# Brewing Tea with an Aeropress



## woziestevie (Jan 15, 2013)

hey i tried brewing tea with an aeropress tonight and IMHO it worked very well.

i was just wondering if anyone else has tried and if so what methods you use.


i used a does of 3.5g with the aeropress turned upside down

 poured the water just short of the top

stirred

placed the filter on

turned over quickly and placed on the cup

then proceed to do quite a slow plunge straight away


for me this produced a lovely clean cup, but i was wondering would i have benefited for a longer steep? or is the pressure generated by the plunge mean you don't need to steep for as long.

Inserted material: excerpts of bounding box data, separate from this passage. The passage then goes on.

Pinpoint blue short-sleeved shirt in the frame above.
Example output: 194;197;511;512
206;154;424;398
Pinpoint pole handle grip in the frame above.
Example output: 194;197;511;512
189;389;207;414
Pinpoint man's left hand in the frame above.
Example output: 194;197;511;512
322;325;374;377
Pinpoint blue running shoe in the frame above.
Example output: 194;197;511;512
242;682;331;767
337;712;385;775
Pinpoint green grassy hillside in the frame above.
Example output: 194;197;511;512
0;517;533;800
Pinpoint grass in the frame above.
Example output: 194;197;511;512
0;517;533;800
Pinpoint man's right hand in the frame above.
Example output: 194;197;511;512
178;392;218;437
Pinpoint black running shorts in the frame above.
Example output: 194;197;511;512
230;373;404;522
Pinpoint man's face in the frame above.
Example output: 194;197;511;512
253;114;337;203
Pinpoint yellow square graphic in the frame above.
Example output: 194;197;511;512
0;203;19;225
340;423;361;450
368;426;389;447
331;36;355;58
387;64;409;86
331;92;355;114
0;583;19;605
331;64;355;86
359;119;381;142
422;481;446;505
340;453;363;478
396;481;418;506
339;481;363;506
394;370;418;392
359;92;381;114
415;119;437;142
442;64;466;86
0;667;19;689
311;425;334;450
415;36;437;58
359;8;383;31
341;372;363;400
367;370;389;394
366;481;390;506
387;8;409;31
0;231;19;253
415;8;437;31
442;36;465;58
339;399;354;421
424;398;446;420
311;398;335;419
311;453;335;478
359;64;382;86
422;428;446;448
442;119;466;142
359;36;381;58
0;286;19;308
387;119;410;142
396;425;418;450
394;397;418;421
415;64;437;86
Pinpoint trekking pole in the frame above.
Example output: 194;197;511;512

just interested to see what other people have found out by playing around


----------



## Daren (Jan 16, 2012)

Not Coffee.... does not compute....


----------



## Olliehulla (Feb 26, 2013)

tea bag

that is all


----------



## froggystyle (Oct 30, 2013)

What is this 'Tea' you talk of!?


----------



## kadeshuk (Nov 22, 2014)

I'm going to try it. I suppose the filter will make it like a giant teabag, but I will let it sit a bit for a stronger brew....


----------



## woziestevie (Jan 15, 2013)

because of the pressure from pushing down i only did half the recommend brew time then a slow push


----------



## A1istair (Feb 22, 2015)

Who dares go one further and use a Moka pot, that's got to be a real builder's tea!


----------



## johnealey (May 19, 2014)

Didn't someone on here a while back grind some tea and run it through their portafilter (sacrlege and heresy, but each to their own experiments and don't isomac make something with a confusing name.....







)

John


----------



## Dylan (Dec 5, 2011)

I once put coffee and tea in my aeropress. It was.... interesting.


----------



## A1istair (Feb 22, 2015)

In my head I'm replacing the word 'interesting' with many other words that would get me removed from the forum.

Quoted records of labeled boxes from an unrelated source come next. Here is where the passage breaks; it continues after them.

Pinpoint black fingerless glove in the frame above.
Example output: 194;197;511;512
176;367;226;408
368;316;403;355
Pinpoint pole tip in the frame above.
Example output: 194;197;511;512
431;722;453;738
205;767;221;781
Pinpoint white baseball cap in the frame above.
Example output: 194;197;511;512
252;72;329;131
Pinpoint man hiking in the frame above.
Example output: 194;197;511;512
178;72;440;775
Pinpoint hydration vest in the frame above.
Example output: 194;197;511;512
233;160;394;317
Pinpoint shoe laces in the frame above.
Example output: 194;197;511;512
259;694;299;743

I'll be honest, I can't even tell the difference between one make and another of tea. God forgive us all if we develop a tea hobby as well as coffee!


----------



## BRYHER (May 23, 2012)

I have used my spare aeropress for loose green tea (called gunpowder). This needs quite a long steep with off the boil water, inverted method, because its loose tea it is simple to get the thing clean with the puck (for want of a better description) into the bin.


----------



## phesarnion (Mar 3, 2015)

I would definitely leave the tea to brew for a longer period. With the classic aeropress method for coffee, you have a high-ish coffee-water ratio and the act of pressing is forcing the water through the coffee which settles at the bottom. With tea, a good brew is about the extraction of different flavours with different brew times. Think about overbrewing a black tea, go over 4 minutes androu start to extract more bitter compounds, go under 2 minutes, especially with something like an Assam, and you lose out on the malty notes. Most of your brew time will still be at normal atmospheric pressure anyway!


----------



## Flibster (Aug 15, 2010)

I tend to brew with 1g tea per 100g water and then brew for 3-4 minutes. Well, for black teas anyway.


----------



## coffeechap (Apr 5, 2012)

this seems quite interesting, I will definitely give it a go as getting into brewed and fresh tea at work more and more.


----------



## Obnic (Jan 14, 2014)

phesarnion said:


> I would definitely leave the tea to brew for a longer period.


Agree. It's all about steep time.

Sowden is a more natural partner for tea I feel but aeropress interesting idea. Will definitely try it. As you say easier to clean than those pesky steering baskets that seem to trap tea leaves.


----------